The Queen's Building is rendered on the street elevation and has classically influenced moulded decoration. The upper floor has four round headed windows with prominent voussoirs, separated by pilasters. Above this is an entablature and balustraded parapet. The central section is raised and has a tablet decorated by swags and topped by a draped urn. This conceals a hipped roof clad with corrugated iron. There are glass louvres fitted into the lower section of the windows. Early signage is visible on the entablature.

Below a cornice, a bullnosed corrugated iron awning shades the shopfront. It is supported on cast iron columns, but the cast iron frieze to the awning does not survive. The shop fronts have been modernised and have aluminium framed windows and doors with panels of glass louvres above. There is a separate entrance to the upper level on the western side between the shopfronts of the Queen's building and the former Atkinson and Powell building which it abuts.

== Heritage listing ==
Queens Building was listed on the Queensland Heritage Register on 21 October 1992 having satisfied the following criteria.

The place is important in demonstrating the evolution or pattern of Queensland's history.

The style and quality of the Queen's Building illustrates the boom period of Townsville in the 1880s when Flinders Street was being redeveloped with substantial buildings. This prosperity reflects the way in which North Queensland was developed by the establishment of key ports as commercial and administrative centres.

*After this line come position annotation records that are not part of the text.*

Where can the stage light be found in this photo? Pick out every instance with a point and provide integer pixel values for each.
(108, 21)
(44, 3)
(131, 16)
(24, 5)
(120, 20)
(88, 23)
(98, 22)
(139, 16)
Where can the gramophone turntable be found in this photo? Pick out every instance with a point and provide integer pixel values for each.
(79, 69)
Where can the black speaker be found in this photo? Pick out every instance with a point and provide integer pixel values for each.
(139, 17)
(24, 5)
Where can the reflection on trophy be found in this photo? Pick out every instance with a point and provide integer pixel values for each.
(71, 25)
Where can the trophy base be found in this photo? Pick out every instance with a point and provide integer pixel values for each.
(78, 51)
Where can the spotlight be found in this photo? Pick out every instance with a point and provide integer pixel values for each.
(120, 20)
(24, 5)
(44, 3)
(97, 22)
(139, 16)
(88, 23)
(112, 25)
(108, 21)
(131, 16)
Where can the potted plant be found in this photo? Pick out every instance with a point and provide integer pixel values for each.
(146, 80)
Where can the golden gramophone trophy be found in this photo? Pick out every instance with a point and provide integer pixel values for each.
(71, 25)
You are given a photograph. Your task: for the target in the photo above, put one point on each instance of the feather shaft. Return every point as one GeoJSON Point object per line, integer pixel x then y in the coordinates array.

The place is important in demonstrating the principal characteristics of a particular class of cultural places.

The Queen's Building is important as an example of a small scale but good quality commercial century office building of its era in North Queensland.

The place is important because of its aesthetic significance.

It is located on the major commercial street of Townsville where, by its design, form and materials, it is a substantial visual component of the built character of the city.

The place has a special association with the life or work of a particular person, group or organisation of importance in Queensland's history.

The building is associated with the life and work of Pio Vico Armati, one of the earliest Italian settlers in North Queensland and a well-known figure in Townsville. It is also an example of the commercial work of the important North Queensland architectural firm of Tunbridge and Tunbridge.